Cooper's most important achievements

Although Cooper is almost forgotten today, he created several "firsts" in the film history:

Start with Birt Acres

Arthur was born in St Albans as the son of a local photographer Thomas M. Cooper, who educated him from very early on in his profession. Aged 18, Arthur was fully trained in photography.

First film camera

He applied for a job with Birt Acres, another almost forgotten film pioneer. Acres specialized in photographic emulsions. In 1892, he became manager of Elliott & Sons, manufacturers of photographic plates in Barnet. Acres experimented with movement during the projection of clouds and waves, which he took on successive series of glass plates. He could, therefore, use the assistance of young Cooper as experienced photographer.

On January 1, 1894, Cooper assisted Acres on a journey to film the commercial opening of the Manchester Ship Canal on 70 mm film. This film size was introduced by Kodak for their snapshot cameras. Acres glued three or four of these films together into one roll and used this for his first film camera. Later that year, they filmed with the same camera at the Henley Regatta.
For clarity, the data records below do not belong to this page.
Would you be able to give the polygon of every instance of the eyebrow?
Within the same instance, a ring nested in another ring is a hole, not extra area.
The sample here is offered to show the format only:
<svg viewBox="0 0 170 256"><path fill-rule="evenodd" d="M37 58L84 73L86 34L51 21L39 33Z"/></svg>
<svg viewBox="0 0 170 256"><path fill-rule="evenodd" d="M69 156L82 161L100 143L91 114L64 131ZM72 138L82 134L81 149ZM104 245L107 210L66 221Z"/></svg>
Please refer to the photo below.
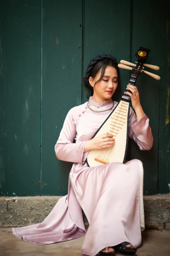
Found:
<svg viewBox="0 0 170 256"><path fill-rule="evenodd" d="M110 76L109 75L104 75L103 77L110 77ZM114 76L114 78L118 78L118 77L117 76Z"/></svg>

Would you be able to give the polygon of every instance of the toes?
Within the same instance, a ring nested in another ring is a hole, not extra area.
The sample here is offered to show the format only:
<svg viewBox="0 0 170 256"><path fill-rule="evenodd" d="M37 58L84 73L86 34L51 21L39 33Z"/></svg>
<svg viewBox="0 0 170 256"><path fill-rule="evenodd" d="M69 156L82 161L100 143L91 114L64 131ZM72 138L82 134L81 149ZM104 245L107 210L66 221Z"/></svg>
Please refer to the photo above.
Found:
<svg viewBox="0 0 170 256"><path fill-rule="evenodd" d="M126 246L126 247L133 247L133 246L132 245L127 245Z"/></svg>
<svg viewBox="0 0 170 256"><path fill-rule="evenodd" d="M109 249L109 252L112 252L115 251L115 250L114 250L113 248L112 248L111 247L110 247L110 248L109 248L108 249Z"/></svg>
<svg viewBox="0 0 170 256"><path fill-rule="evenodd" d="M106 248L102 250L102 252L112 252L115 251L114 249L111 247L106 247Z"/></svg>

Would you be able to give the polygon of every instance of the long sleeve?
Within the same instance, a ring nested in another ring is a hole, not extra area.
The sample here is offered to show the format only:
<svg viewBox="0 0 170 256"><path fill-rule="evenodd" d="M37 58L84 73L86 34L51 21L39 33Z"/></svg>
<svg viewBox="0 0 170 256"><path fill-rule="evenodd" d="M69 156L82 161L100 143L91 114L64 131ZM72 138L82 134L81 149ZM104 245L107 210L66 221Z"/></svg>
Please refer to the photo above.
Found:
<svg viewBox="0 0 170 256"><path fill-rule="evenodd" d="M152 146L153 137L149 121L144 114L137 122L136 114L131 107L129 136L135 140L141 150L149 150Z"/></svg>
<svg viewBox="0 0 170 256"><path fill-rule="evenodd" d="M76 120L75 108L67 114L55 146L57 158L64 161L73 163L83 163L83 151L86 141L73 143L76 133ZM78 115L77 115L78 116Z"/></svg>

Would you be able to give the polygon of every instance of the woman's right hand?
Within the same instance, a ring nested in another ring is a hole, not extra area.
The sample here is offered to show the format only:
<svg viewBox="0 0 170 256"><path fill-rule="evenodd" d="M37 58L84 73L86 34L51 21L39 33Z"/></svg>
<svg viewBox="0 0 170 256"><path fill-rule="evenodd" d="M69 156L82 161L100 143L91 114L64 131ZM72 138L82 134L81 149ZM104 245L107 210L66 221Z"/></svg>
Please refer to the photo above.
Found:
<svg viewBox="0 0 170 256"><path fill-rule="evenodd" d="M113 135L109 134L107 132L86 141L84 152L93 149L103 149L111 147L115 143L115 139L113 137Z"/></svg>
A strip of this film is kept in the archives of the Museum of Modern Art (Moma) in New York.

Kinetoscopes

In the same year, the first Kinetoscopes appeared. These machines used 35 mm film. The German chocolate manufacturer, Ludwig Stollwerck, who had large interests in slot machine shops in several countries, asked Acres to provide him regularly with 35 mm films for the Kinetoscopes which he acquired from Thomas Edison's agents. Acres re-designed his camera and, in 1895, patented a 35 mm camera, the "Kineopticon", on the construction of which he was assisted by a young mechanical engineer, Robert W. Paul. In March 1895, Acres filmed with this camera Waves at Dover Pier, and later the Epsom Derby and the Oxford and Cambridge Boat Race.
In June 1895, Acres travelled to Germany to sign a contract with Stollwerck and to film the Opening of the Kiel Canal and Kaiser Wilhelm Reviewing his Troops. Acres was therefore the first who traveled abroad in order to make newsreels. Soon, his films were shown, not only in England and Germany, but also in Denmark and America, where Acres had sold his cameras and projectors. During the next two years, young Cooper was cameraman for many of the short films which were produced for the Kinetoscopes, such as Arrest of a Pickpocket and Spilt Milk in which a farm hand unsuccessfully flirts with a maid who is milking a cow.

First British film show

On January 14, 1896, Cooper assisted Acres when he gave the first public film show in England in the Queen's Hall in London before the members, their wives and friends of the Royal Photographic Society. On February 20, 5 weeks later, the Lumière Cinématographe was shown, first at the London Polytechnic and two weeks later at the Empire Theatre of Varieties in Leicester Square. On March 25, 10 weeks later, Robert W. Paul started showing films at the Alhambra Theatre in London for the next two years.

Animation

In 1897, Cooper made a trick film Bird's Custard Powder in which the contemporary Bird's poster comes to life. An old man, walking downstairs carrying a tray of eggs, trips over and smashes them. But no worry - he uses Bird's Custard Powder. Cooper also made a commercial for Keen's Mustard for which he animated the setting sun at Blackpool into a rising sun.

Stop motion

In 1899, Cooper made for Bryant and May what is considered the earliest surviving stop-motion advertising film, Matches Appeal (also known as Matches: An Appeal). The film contains an appeal to send money to Bryant and May who would then send matches to the British troops which were fighting in the Boer War in South Africa. It was shown in December 1899 at The Empire Theatre in London. This film is the earliest known example of stop-motion animation. Little puppets, constructed of matchsticks, are writing the appeal on a black wall. Their movements are filmed frame by frame, movement by movement. With this film Britain was 6 or 7 years ahead of animation pioneers in France and the United States.
When he was needed, Cooper assisted Birt Acres who had established the Northern Photographic Works for the manufacture of 35 mm film stock. In his own time Cooper filmed many short comedies, newsreels, sports events and travelogues. He sold them to R.W. Paul, the Warwick Trading Company, Charles Urban, James Williamson, William Jury, the Walturdaw Company, and many others, also abroad.

Close-up

In 1900, Cooper made another "first". He filmed in his father's photographic studio in St Albans a boy and a girl who are playing grandson and grandmother in Grandmother's Reading Glass, of which film historians generally agree it is the first instance where close-ups are deliberately cut into a medium shot. He sold this film to William Jury, Pathé and the Warwick Trading Company. The close-ups represent what the boy sees through grandmother's magnifying glass and are much enlarged projected on the screen: a Bovril advertisement in a newspaper, a cat's head, a canary in a cage, and grandmother's eye. The girl playing grandmother is Cooper's youngest sister Bertha. It clearly looks like the "grandmother" is actually a man.] the boy is Bert Massey, a young son from the neighbours, and the eye in the close-up is that of Cooper's mother Catherine Cooper.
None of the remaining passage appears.